Max once again reminds viewers of his terrible decision to
cook Paris Peach Tarte Tatin in 45 mins and Depinder now weighs in saying “He’s
pushing it” which I can only assume is the Aussie way of saying “There is no chance of this happening,
why is this guy even here?”
All contestants say how good their own dishes are – while
Cameron makes a Dad joke.
Charlie makes his only contribution to this episode by
cutting his thumb.
We are back on Max now. The judges now tell him he is an
idiot as he could have used nectarines instead of peaches and had 90 minutes.
Max finally realizes his error but still foolishly clings on some hope of
making it.
Times up and now let’s get to the tasting.
Jock likes Elise’s dish. Andy says he wasn’t expecting that
because before this he had no idea what the dish was.
Jock likes Wynona’s dish which he basically asked her to
cook yesterday. Mel also liked the dish. Andy doesn’t bother commenting.
Ikesh’s dish is “work-in-progress” i.e. not good at all.
A few other good dishes follow.
Katrina up next – who is nervous and worried about
everything. Jock likes the fish and the dish overall – the other two just
repeat what he says. Some things don’t change. Sigh.
Aaron’s happy at his awesome looking dish. Everyone loves this
dish and he’s basically got the apron.
Max is now up next – to be put out of his misery. Somehow he
is still optimistic that his dish is good despite making a 45 minute dish in 25
mins. Max lies he’s happy with his idiotic decision to go for 45 mins. Jock
says overall it is still decent but the pastry is a bit undercooked. Bye bye
Max.
Ben the Tool’s dish is universally panned – oily tostada,
too much sala verde. So long Ben.
Cameron’s pasta is too thin. Sarah’s dish is just plain bad
with the undercooked carrot, grainy puree and overcooked steak. Two more gone[1].

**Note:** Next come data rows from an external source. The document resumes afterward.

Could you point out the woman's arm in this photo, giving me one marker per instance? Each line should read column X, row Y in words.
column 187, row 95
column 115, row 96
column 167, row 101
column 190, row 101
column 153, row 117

Finally coming to Conor – everyone loves his avgolemono with
the King George Whiting. And it turns out his peppered nectarines were an
inspired last minute addition.
The final fives chosen are Aaron, Elise, Katrina, Wynona and
Conor. All highly deserved.
Cheers and see you guys in Episode 3 – and the start of the
actual Masterchef Season.
[1] As
the parrot said to his co-passenger in the classic marathi joke “If you cannot fly, why do maaz?”